Helen Minnis delivered a talk at TEDxGlasgow titled 

Lead by admitting that you don't know!

“It ain’t what you don’t know that gets you into trouble. It’s what you know for sure that just ain’t so.” – Mark Twain. 

Helen has been thinking about this statement, as she runs a randomised controlled trial (RCT) of a treatment for families who have abused or neglected their children. Judges struggle on a daily basis with momentous decisions about these children’s futures: send them home risking further abuse, or recommend adoption and sever family bonds?
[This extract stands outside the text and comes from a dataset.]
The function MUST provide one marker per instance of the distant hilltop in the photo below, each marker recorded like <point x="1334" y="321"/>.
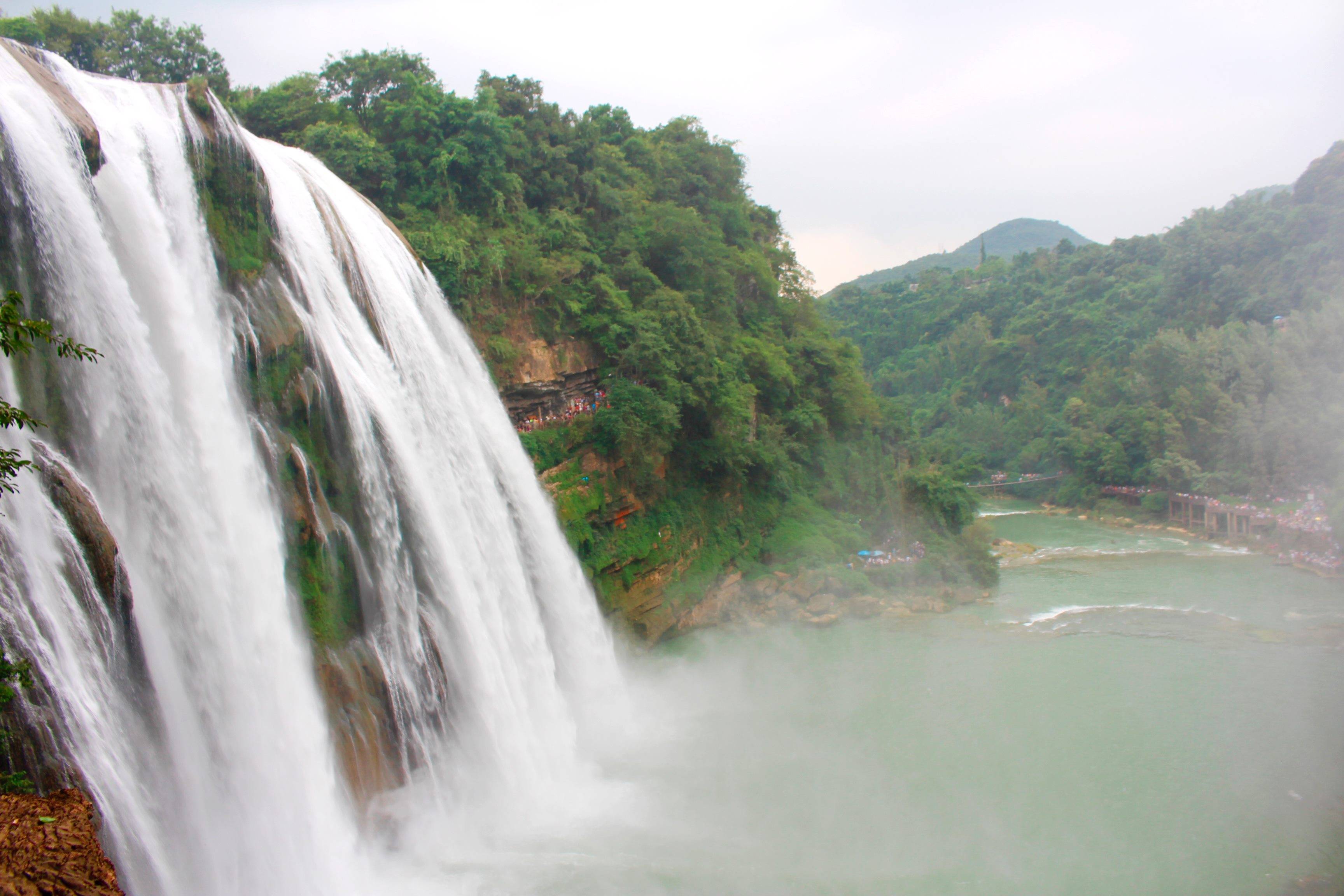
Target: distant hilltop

Science has not provided them with any evidence upon which to base these life-or-death decisions. Can you imagine if doctors simply guessed which drugs to give their patients, not knowing if they will poison or cure?

Helen will explain that RCTs are a bit magic: tossing a coin irons out all complexities, allowing you to study your treatment alone. RCTs are a great way to lead by accepting that you just don’t know for sure – but that you plan to find out.

Expecting one person to hold all the knowledge makes their decisions impossible. 
This talk will suggest that a true leader is someone who follows their nose, accepts uncertainty and stays curious. It is believing we know the answer that makes us blind.

Helen is Scotland’s only Professor of Child and Adolescent Psychiatry and one of fewer than 20 black female Professors in the UK.

Curiosity led her into science after spending a year working as an orphanage doctor in Guatemala, before training in psychiatry. The children in the orphanage, who had experienced severe abuse and neglect, had very unusual social behaviour – now called “Attachment Disorders”. This Attachment Disorder behaviour – an over-friendliness with strangers or severe social withdrawal – put them at risk of further abuse and neglect. Helen has spent her subsequent career trying to find out why many abused and neglected children have Attachment Disorders and how to help them. 

Helen enjoys charting new territories and getting surprises. Most recently, she has been running a large randomised controlled trial of a specialist mental health service for pre-school children coming into foster care due to abuse and neglect. This has underlined to her just how little we know. One of the biggest surprises she has come across is that many people think we understand a lot more than we actually do, which presents a challenge in itself.